Connecting the Research for Performance Poetry Essays

‘Ethnographic fieldwork must be designed accordingly, comprehending and exploiting the logics and peculiarities of digital media.’ (Airoldi, 2018)

This week, I started with demolishing my first pitch and inventing a media niche that I am better equipped to study. Instead of creating a Poetry Youtube account, which would be too difficult, I will be writing and posting investigative essays on the spoken word videos I watch – dismantling, praising and reviewing the meaning of the poems.

At the heart of my DA, I am producing a foundation of strong ethnographic research first. In narrowing my field site, I am building connections in the world of online spoken word poetry, noting both human and non-human factors.
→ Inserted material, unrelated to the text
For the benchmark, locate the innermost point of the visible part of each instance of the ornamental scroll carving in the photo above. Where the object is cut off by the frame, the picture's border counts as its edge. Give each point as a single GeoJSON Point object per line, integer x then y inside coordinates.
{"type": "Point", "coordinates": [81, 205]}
The field site is ‘the lived experience of a network of relations’. (Moore, 2020)

Through branching off people, communities, fans, artists, slam organisations, personas, things, content, motivations, agency, places, websites, blogs, online platforms and social media, I am identifying a holistic mapping of the field site. ‘Field site’ details the ‘stage on which the social processes under study take place’. (Burrell, 2009)

Mapping the field site of Performance Poetry and Online Essays

I am looking critically at what socio-cultural message the artist delivers, how we consume it, where we consume it, who consumes it and what implications the consumption of the poetry has. I am most interested in studying the motivations of my proposed field site.

Significantly, observational research could cover most areas of my field mapping areas. It is, however, most applicable to researching online platforms and watching social media engagement for spoken word videos. Collating observation results from the fans, communities, organisations, audiences of poetry is more achievable than another research method. Additionally; transcription, analysis and interpretation are extremely valuable methods to dissect content and motivations. My case studies are the poetry videos I watch and write essays on, from predominantly Button Poetry artists.

Sarah Kay and Phil Kaye perform ‘When Love Arrives’ at a Button Poetry Event, 2015

Journaling will be a central part of my ethnographic research, and I plan to rely heavily on autobiographical, descriptive and analytical forms of writing. I’m going to break up my essays into these steps:

  • Choose a poem on YouTube to watch (case study)
  • Divide the structural approach to the essay into parts

1. Document and record the first reaction to the poem

2. In-depth analysis of the techniques, theme and overall meaning

3. Write openly, connecting the personal to the cultural,

b) and from social and cultural aspects to the personal

4. Conclude essay with holistic view of my own experience (autobiographical reflection), and the experience of the audience and community (observational research – from YouTube, Instagram and Twitter.)

Through careful and connected ethnographic fieldwork, I aim to present research findings that reveal the true positive effects of spoken word poetry on it’s audience.


References

Airoldi, M., 2018. Ethnography and the digital fields of social media. International Journal of Social Research Methodology, [online] 21(6), pp.661-673. Available at: <https://doi.org/10.1080/13645579.2018.1465622&gt;.

Ardévol, E. and Edgar Gómez-Cruz, E., n.d. Digital Ethnography and Media Practices. [online] Upf.edu. Available at: <https://www.upf.edu/documents/237797533/238831346/Digital_ethnography_and_media_practices.pdf/a6427a17-72cb-2629-0b46-cce0df93e33f&gt;.

Burrell, J., 2009. The Field Site as a Network: A Strategy for Locating Ethnographic Research. Field Methods, [online] 21(2), pp.181-199. Available at: <https://doi.org/10.1177/1525822X08329699&gt;.

Moore, C., 2020. BCM241 Media Ethnographies Blog Post Two. University Lecture presented on YouTube. Media Ethnographies, BCM 241. The University of Wollongong. August 4th, 2020.